確かにあなたのお父さんは、赦される資格など無い人かも知れないけど、私もあなたも人間は基本的にお父さんも同じなのです。』
学生が言った。「私の父が今、どこにいるのか、また今も生きているの死んでしまったのかも分かりません。」
教授が答えた。
『それは別として、あなた自身の生き方について考えてみませんか。そのことを神にゆだね、あなたが何をすべきかを主に示していただきましょう。主の助けによってお父さんを見つけられたら、何をすべきか、その時に分かると思います。』
教授は次のように書いている。
何週間か後、彼は私のところに急いでやって来て言った。
「先生、父から連絡がありました。先ごろ家族の一人が亡くなったことをきっかけに、何の前触れもなく、僕に電話をくれたのです。

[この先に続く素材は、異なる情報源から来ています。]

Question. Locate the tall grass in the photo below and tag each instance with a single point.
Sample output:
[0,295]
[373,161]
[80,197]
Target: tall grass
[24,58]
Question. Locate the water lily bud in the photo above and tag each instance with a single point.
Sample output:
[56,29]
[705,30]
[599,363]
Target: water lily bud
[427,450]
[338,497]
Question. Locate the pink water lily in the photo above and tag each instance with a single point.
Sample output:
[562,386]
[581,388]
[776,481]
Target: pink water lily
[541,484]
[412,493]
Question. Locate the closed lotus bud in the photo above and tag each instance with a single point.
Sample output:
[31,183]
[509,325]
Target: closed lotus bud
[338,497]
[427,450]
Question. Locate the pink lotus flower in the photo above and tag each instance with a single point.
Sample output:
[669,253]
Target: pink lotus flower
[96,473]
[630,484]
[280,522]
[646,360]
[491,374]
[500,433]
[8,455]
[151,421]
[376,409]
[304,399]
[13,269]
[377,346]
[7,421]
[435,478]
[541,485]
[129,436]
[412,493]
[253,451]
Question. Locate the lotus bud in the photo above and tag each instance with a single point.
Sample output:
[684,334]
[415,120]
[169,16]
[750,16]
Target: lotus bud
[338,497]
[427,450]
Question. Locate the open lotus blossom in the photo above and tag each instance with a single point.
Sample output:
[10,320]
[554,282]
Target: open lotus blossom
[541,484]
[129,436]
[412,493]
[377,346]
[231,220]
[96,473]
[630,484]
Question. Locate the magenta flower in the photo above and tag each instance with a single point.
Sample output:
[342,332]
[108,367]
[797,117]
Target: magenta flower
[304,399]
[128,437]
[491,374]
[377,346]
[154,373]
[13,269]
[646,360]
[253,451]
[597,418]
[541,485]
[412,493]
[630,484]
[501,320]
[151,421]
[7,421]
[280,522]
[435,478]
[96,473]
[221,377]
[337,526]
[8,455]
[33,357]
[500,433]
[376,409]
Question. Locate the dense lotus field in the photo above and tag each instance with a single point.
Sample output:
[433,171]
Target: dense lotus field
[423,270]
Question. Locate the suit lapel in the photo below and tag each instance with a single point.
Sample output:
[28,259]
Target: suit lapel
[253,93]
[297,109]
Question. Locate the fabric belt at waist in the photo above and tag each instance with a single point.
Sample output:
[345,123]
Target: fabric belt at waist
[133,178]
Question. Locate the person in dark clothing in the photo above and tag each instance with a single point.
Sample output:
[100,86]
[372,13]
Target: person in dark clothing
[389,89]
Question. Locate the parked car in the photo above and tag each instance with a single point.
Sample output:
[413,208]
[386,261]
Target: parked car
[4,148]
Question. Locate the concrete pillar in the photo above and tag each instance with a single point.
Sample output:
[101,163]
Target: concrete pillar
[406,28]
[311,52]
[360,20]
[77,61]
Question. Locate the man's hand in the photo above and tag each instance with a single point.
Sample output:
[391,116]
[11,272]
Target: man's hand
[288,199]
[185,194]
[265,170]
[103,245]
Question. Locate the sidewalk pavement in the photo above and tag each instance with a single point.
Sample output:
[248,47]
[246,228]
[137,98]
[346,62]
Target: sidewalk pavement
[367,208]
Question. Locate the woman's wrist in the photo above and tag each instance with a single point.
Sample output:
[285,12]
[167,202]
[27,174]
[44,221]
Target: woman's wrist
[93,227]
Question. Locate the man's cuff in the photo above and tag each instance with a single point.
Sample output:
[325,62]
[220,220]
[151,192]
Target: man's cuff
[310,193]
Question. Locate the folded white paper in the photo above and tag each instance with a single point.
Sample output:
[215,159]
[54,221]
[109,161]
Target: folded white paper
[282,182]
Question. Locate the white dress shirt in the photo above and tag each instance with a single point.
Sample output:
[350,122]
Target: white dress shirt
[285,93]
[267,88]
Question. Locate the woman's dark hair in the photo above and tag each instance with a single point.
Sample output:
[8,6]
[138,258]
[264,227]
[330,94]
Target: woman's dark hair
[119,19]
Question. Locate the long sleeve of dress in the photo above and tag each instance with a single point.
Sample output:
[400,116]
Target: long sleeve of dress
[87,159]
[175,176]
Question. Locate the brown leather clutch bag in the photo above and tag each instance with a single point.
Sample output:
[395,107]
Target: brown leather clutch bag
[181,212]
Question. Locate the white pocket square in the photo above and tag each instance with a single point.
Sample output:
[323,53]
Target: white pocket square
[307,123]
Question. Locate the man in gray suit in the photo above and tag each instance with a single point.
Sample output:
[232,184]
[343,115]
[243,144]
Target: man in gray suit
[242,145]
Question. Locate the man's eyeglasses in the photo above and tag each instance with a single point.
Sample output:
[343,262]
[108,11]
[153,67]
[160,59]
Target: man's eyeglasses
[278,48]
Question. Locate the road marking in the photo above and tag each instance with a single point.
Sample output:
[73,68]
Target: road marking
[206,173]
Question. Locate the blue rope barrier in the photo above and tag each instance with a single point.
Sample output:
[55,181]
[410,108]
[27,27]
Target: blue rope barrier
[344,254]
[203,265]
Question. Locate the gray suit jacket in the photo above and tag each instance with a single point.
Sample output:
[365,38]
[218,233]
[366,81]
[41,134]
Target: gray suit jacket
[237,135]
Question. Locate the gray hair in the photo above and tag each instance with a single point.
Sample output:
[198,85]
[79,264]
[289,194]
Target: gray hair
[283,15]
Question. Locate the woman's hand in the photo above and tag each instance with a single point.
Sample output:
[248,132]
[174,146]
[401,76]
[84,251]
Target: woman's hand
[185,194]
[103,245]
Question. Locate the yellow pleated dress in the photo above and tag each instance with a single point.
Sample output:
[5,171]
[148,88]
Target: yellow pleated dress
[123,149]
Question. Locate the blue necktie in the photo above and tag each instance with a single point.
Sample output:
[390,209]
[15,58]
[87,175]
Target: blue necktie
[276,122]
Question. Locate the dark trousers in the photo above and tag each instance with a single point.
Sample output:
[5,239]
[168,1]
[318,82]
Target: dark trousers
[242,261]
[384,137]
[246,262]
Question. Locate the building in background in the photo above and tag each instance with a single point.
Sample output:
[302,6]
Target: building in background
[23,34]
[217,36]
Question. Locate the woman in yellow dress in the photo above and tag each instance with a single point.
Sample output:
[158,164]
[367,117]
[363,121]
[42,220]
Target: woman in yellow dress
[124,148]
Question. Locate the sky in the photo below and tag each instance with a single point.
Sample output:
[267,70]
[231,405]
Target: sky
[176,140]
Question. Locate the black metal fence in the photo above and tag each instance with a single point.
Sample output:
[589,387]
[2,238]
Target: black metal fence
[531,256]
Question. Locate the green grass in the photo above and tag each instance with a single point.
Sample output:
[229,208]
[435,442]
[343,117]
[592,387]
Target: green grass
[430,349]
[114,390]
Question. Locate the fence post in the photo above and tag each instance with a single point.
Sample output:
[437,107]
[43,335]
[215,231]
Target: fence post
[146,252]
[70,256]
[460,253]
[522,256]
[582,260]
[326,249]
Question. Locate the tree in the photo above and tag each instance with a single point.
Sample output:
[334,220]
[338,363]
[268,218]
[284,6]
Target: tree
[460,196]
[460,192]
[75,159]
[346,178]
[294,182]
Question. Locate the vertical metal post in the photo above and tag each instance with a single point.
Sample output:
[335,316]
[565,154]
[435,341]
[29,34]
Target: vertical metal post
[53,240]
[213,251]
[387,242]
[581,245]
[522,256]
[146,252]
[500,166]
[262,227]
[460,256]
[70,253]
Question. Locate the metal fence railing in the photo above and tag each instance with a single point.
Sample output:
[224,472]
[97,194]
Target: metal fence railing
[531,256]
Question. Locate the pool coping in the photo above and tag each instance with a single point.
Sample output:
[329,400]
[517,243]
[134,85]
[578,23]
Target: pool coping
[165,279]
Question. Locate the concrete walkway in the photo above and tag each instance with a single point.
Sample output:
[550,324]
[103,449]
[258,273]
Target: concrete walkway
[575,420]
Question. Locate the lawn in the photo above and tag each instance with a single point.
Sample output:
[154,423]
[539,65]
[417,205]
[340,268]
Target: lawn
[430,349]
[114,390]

そして、自分の息子が神学校で学んでいることを知り、父自身もクリスチャンになったことを知らせたかったらしいのです。
それで今度の神学校の卒業式に出て、僕に赦しを求めたいから出席してもよいか、とのことでした。」
『卒業式の日、後ろから私の腕を引っ張る学生があった。
振り向くと、あの学生だった。
彼の隣に眼鏡を掛けた初老の男性が穏やか立っていた。